Zu unseren frühesten Lernerfahrungen gehört es daher, die Regeln für Begegnungen zu erkunden. Wie wird das Gegenüber angesprochen, welche Rituale von Begrüßung und Abschied sind angemessen? Was darf gefragt, über welche Themen kann gesprochen werden? Was kann voneinander erwartet werden? All das und noch viel mehr ist kulturell geregelt und muss erlernt werden. Ohne solche Gestaltungsregeln wäre das Zusammenleben wahrscheinlich kaum möglich.

Eine gute und wertvolle Begegnung besteht aber nicht nur daraus, dass diese Regeln befolgt werden. Interessant wird es dann, wenn die Grenzen dessen, was erlaubt ist und erwartet werden kann, ausgereizt oder vielleicht sogar ausgedehnt werden. Hier zeigt sich, dass neben dem Erlernen der kulturellen Regeln für Begegnungen noch eine zweite Fähigkeit entwickelt werden muss, nämlich ein Gespür für das Gegenüber und für das jeweils ganz eigene Gefälle eines Zusammenseins.

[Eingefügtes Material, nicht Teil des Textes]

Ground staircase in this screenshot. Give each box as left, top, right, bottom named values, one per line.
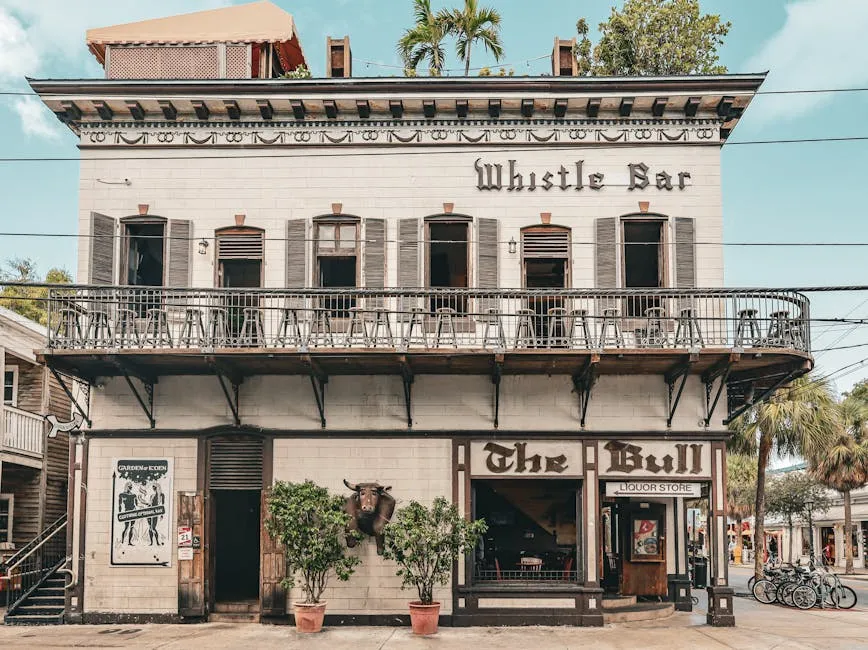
left=602, top=595, right=675, bottom=624
left=210, top=600, right=260, bottom=623
left=2, top=515, right=68, bottom=625
left=4, top=572, right=65, bottom=625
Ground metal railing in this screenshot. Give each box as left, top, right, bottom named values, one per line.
left=1, top=514, right=67, bottom=615
left=3, top=405, right=45, bottom=457
left=46, top=287, right=811, bottom=354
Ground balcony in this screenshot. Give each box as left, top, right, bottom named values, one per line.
left=2, top=405, right=44, bottom=462
left=41, top=287, right=812, bottom=426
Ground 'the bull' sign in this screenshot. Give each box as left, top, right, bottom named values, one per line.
left=601, top=440, right=711, bottom=479
left=470, top=441, right=582, bottom=478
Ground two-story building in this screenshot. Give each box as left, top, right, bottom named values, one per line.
left=29, top=1, right=812, bottom=628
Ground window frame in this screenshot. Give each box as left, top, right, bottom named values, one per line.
left=619, top=213, right=669, bottom=290
left=119, top=215, right=168, bottom=287
left=0, top=493, right=14, bottom=548
left=3, top=365, right=18, bottom=407
left=214, top=226, right=265, bottom=288
left=520, top=224, right=572, bottom=289
left=424, top=214, right=472, bottom=289
left=314, top=216, right=360, bottom=288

Damit sind auch die zwei Seiten markiert, die immer berührt werden, wenn irgendeine Form des Zusammenseins von Menschen betrachtet wird. Es geht um kulturelle Vorgaben, Bewertungen und Rahmensetzungen. Zugleich werden ganz subjektive Ziele, Wünsche und Persönlichkeitsstrukturen Einzelner angesprochen. Zwischen den Menschen, die einander begegnen, entsteht eine Beziehung; sei es beim Einkaufen die Beziehung zu dem Menschen an der Kasse, sei es bei Sexualkontakten in einem Darkroom zu dem Partner gemeinsamer Lust, sei es bei einem tiefen und bewegenden Gespräch zu dem Gesprächspartner.

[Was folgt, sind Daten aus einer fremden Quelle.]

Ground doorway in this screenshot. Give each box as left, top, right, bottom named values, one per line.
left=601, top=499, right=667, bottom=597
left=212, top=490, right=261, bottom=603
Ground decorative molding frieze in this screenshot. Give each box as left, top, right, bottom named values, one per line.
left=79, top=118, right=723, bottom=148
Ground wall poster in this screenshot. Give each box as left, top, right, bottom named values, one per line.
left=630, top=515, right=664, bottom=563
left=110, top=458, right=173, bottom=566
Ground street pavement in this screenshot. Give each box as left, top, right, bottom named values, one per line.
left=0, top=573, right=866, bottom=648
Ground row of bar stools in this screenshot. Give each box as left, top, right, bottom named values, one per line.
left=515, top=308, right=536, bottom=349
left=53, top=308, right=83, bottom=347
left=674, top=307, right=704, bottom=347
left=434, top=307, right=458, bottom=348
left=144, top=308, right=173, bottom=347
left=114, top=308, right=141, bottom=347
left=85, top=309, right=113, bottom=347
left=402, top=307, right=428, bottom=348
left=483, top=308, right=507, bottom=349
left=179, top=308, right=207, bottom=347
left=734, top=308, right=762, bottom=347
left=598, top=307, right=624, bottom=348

Die Beziehungen, die hier entstehen, können allein auf der funktionalen Ebene liegen, wie im Beispiel von Verkäufer und Kunde. Sie können aber auch auf einem Interesse gründen, das ein Anderer als Person auslöst, wie im Beispiel des Sexual- oder dem des Gesprächspartners. Manche dieser Beziehungen sind einzig für den Augenblick wichtig um danach in der Bedeutungslosigkeit zu verschwinden. Immer wieder werden aber aus diesen abgeschlossenen Punkten von Begegnungen auch Linien, haben diese Beziehungen eine Bedeutung, die über den Augenblick hinausweist. Sie wirken fort und bilden einen neuen Rahmen für zukünftige Begegnungen. So entstehen andauernden Beziehungen, und sie sind es, die zu einem gewichtigen Teil das ausmachen, was wir sind. Andere Menschen gehören zu uns, unsere Geschichte ist nicht erzählbar ohne zu sagen, was sie in der Vergangenheit für uns bedeutet haben, welche Rolle sie in der Gegenwart für uns spielen und was wir künftig von ihnen erwarten, befürchten oder erhoffen.

Ein altgriechisches Sprichwort, das vielleicht auf Sokrates zurückgeht, lautet: „Zeige mir deine Freunde, und ich sage dir, wer du bist.“ Damit wird zum Ausdruck gebracht, von welcher Bedeutung das Netz von Mitmenschen ist, in dem sich jeder befindet und vorfindet. Allerdings wäre es eine deutliche Verkürzung, wenn man nur die freundschaftlichen Beziehungen im Auge hätte. Man könnte auch sagen: „Zeige mir deine Feinde“ oder „Zeige mir deine Kollegen und ich sage dir, wer du bist.“ Alle, mit denen wir in einer Beziehung stehen, machen einen wesentlichen Teil dessen aus, was wir sind.

Daneben steht noch ein anderer Aspekt. Eine wesentliche Voraussetzung für das Gefühl, mit dem Leben einigermaßen zufrieden zu sein, ist die Zufriedenheit mit den Beziehungen, in denen man steht. Das gilt in gleicher Weise für die Beziehung zu Kolleginnen und Kollegen wie für die zu Freundinnen und Freunden. Grundlage und Motivation der jeweiligen Beziehungen ist mit Blick auf ihre Bedeutung für die Lebenszufriedenheit nicht entscheidend.

So wichtig und wesentlich für das Lebensgefühl Beziehungen im hier skizzierten Sinne auch sein mögen, so wenig scheinen sie doch mit dem zu tun zu haben, worum die eingangs erwähnten Bücher kreisen. Wer würde nach Ratschlägen dafür suchen, Freunde, Bekannte oder Kollegen zu finden? Die Kategorie „glücklich“ erscheint auch nicht nahe liegend, um eine solche Beziehung zu beschreiben, wenn sie sich positiv gestaltet. Erst recht scheinen diese Beziehungen nichts zu sein, das gerettet werden könnte, sollte oder müsste. Es muss also eine Art von Beziehungen zwischen Menschen geben, der im Allgemeinen eine solche Bedeutung zugemessen wird. Bevor sich auch dieser Text mit dieser besonderen menschlichen Beziehung auseinandersetzt, soll noch einmal betont werden, dass es nur eine von vielen Beziehungsformen auf dem weiten Feld der menschlichen Beziehungen ist.